The real power of \LaTeX comes from it's math capabilities though, which are done with entirely with text, and can be intimidating at first but really powerful once you get used to it
\begin{equation}
\frac{\partial{}^2f}{\partial{}t^2} = \frac{\partial{}^2f}{\partial{}s^2}\left(\frac{\partial{}s}{\partial{}t}\right)^2
+ \frac{\partial{}f}{\partial{}s}\frac{\partial^2s}{\partial{}t^2}
\end{equation}
\end{document}
 

fade

Staff member
Except I'd recommend against \maketitle. It's ugly. I'd roll my own. YOu can use any TeX commands in LaTeX. TeX is more low-level, but contains formatting commands, which LaTeX tries to avoid.

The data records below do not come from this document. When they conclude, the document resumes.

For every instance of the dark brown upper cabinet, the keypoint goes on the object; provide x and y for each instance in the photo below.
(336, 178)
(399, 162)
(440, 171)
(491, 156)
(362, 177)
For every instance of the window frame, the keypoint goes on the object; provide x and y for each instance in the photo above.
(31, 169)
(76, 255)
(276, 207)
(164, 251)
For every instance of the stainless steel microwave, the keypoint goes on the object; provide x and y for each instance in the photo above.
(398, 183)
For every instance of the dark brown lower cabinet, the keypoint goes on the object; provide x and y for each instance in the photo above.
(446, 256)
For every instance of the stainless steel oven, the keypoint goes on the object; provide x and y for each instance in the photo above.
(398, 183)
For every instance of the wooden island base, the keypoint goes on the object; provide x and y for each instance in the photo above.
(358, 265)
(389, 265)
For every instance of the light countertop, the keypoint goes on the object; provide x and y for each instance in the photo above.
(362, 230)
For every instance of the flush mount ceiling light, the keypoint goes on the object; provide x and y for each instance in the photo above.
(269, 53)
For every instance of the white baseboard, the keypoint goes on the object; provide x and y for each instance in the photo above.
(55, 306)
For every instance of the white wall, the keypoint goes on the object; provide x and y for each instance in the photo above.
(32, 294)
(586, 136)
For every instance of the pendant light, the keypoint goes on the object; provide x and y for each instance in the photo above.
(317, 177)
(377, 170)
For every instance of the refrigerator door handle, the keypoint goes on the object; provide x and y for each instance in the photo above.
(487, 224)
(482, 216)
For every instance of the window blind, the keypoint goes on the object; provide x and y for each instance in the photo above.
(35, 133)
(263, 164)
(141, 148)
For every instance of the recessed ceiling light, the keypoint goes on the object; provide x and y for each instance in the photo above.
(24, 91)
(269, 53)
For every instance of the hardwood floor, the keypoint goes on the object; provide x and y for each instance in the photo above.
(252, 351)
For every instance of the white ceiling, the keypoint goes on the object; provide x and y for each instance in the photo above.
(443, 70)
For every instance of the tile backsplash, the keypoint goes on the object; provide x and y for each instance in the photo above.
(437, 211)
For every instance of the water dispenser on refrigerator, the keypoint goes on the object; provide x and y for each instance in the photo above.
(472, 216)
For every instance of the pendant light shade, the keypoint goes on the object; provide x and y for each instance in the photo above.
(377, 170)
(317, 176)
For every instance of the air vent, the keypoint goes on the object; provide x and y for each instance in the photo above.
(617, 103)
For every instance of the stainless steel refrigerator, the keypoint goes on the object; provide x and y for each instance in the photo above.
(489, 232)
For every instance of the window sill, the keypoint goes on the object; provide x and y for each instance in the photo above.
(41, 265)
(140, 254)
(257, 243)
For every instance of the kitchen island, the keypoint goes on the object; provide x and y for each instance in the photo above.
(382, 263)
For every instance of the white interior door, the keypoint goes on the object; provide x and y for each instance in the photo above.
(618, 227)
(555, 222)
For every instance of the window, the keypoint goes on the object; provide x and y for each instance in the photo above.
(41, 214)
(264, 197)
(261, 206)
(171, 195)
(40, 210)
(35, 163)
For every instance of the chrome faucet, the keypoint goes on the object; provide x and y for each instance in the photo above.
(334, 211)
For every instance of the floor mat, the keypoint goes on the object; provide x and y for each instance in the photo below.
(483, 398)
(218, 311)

I like doing something like:
Code:
\leftline{\bf This is the title}
\leftline{\it Joe Blow, Jerkwad University}
Leftline, rightline, and centerline do single lines justified like the name says.

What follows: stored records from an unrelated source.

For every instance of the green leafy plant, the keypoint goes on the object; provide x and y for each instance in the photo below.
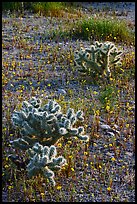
(98, 59)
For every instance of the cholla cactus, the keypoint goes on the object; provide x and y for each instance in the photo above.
(43, 161)
(46, 124)
(98, 58)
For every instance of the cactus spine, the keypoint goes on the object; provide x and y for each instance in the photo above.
(99, 58)
(45, 124)
(41, 127)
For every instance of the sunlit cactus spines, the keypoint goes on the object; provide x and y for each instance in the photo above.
(43, 161)
(41, 127)
(45, 124)
(99, 58)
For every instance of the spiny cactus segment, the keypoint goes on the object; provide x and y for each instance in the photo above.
(44, 161)
(46, 124)
(41, 127)
(99, 58)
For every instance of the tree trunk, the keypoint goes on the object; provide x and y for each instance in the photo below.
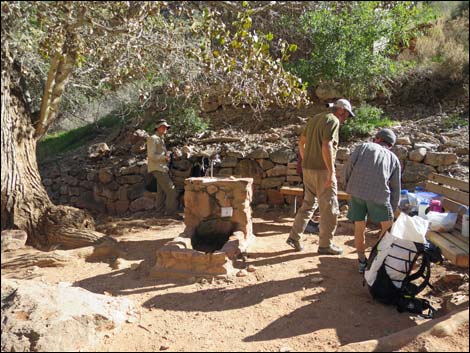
(25, 203)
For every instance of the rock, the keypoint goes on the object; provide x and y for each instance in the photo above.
(265, 164)
(275, 198)
(98, 150)
(440, 158)
(259, 153)
(326, 91)
(269, 183)
(229, 162)
(317, 280)
(343, 154)
(13, 239)
(418, 155)
(251, 268)
(142, 203)
(57, 318)
(404, 140)
(105, 175)
(282, 156)
(401, 152)
(416, 172)
(272, 138)
(428, 146)
(248, 168)
(452, 278)
(242, 273)
(278, 170)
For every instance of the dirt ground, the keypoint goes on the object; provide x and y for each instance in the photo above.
(292, 302)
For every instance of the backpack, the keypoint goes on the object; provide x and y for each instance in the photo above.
(392, 277)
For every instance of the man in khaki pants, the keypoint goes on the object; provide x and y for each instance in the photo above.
(158, 159)
(318, 144)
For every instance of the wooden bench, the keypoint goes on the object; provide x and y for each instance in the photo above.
(453, 245)
(297, 188)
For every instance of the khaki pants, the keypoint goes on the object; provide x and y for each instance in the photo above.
(317, 195)
(166, 191)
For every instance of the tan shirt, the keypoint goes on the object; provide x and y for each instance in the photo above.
(322, 127)
(156, 154)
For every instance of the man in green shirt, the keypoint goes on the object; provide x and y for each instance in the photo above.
(157, 159)
(318, 144)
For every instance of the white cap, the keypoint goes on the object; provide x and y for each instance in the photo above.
(344, 103)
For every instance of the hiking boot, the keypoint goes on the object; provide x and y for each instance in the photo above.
(362, 266)
(295, 244)
(330, 250)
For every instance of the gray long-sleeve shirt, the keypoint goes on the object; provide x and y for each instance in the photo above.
(373, 173)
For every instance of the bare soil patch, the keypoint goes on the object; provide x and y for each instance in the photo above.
(292, 302)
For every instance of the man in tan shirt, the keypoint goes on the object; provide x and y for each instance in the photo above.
(318, 144)
(157, 164)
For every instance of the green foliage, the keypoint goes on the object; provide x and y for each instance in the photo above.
(353, 47)
(367, 119)
(65, 141)
(183, 116)
(240, 60)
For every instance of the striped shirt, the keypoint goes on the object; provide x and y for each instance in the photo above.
(373, 173)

lshort.pdf is the same doc I recommended above--it'll take you from beginner to intermediate in a day.

The equations (which you basically write out in plain English) and crossreferencing are well worth learning. I.e. you don't identify an equation or figure by number. They autonumber. You just refer to the label you designate later, and it's replaced by the autonumber. OH! and bibtex is AWESOME for bibliographies.
 

fade

Staff member
I downloaded LyX, going to screw around with it for a bit before I go trying to format my own stuff. Apparently sometime next week they will email us the template for the labs.
I actually recommend against LyX starting out. I think it's best to get in and get your hands dirty. LaTeX is really easy (though if you start trying to do complicated stuff, it'll shoot up in difficulty fast), and you can learn it in a day, two at the most.

LaTeX is actually one of the places it pays to have a Mac. TexShop is an AWESOME program, even if you don't use the built in editor. In fact, it's so awesome, they've tried to port it to Windows as TexWorks, though it's a bit unpolished as yet. Texnic Center is good and free, though the interface is a bit crowded. WinEdt is my favorite windows tex editor, but it's pay. Really, though, all you need is Notepad and a cmd window if you want to really rough it.
 
P

Papillon

I really like the Auctex mode for Emacs -- you can preview figures and equations inside of emacs, run LaTeX and dvi viewer with a keyboard shortcut, syntax highlighting (of course), and spell checking if you install ispell (although I haven't figured out how to get it to skip equations and LaTeX commands).

Emacs also includes a built-in LaTeX mode which isn't as good.

I would recommend against notepad + cmd. Sure it will work, but notepad and cmd are both really painful to use for anything other than the smallest of tasks.

Also, fade do you know how to get a vertical rule on the left side of box?
 

fade

Staff member
What kind of box? Like a regular mbox?

Oh, I thought of something else...
There's a community of LaTeX users out there who feel compelled to use it for EVERYTHING. Don't become one of those. It's great for documents, especially with math. You know what it sucks at? Anything where heavy duty pretty formatting is a concern. Use Word, or better yet Pages or InDesign for that stuff. And I know Beamer has this obsessive following, but don't use LaTeX for presentations. I think Beamer is the dumbest thing--and this is from a guy who contributed to one of the prerunners that merged into Beamer. Use PowerPoint (or if you have a Mac, Keynote is to powerpoint what the car is to the horse. Even the most windows-obsessed geeks I know drool over Keynote) for that stuff. Beamer and LaTeX encourage bad, wordy slide design, and they're frankly ugly.
 
P

Papillon

Something more like a minipage, although I guess you could put a minipage inside an mbox.

I've sort-of figured it out now -- I'm just using a tabular environment.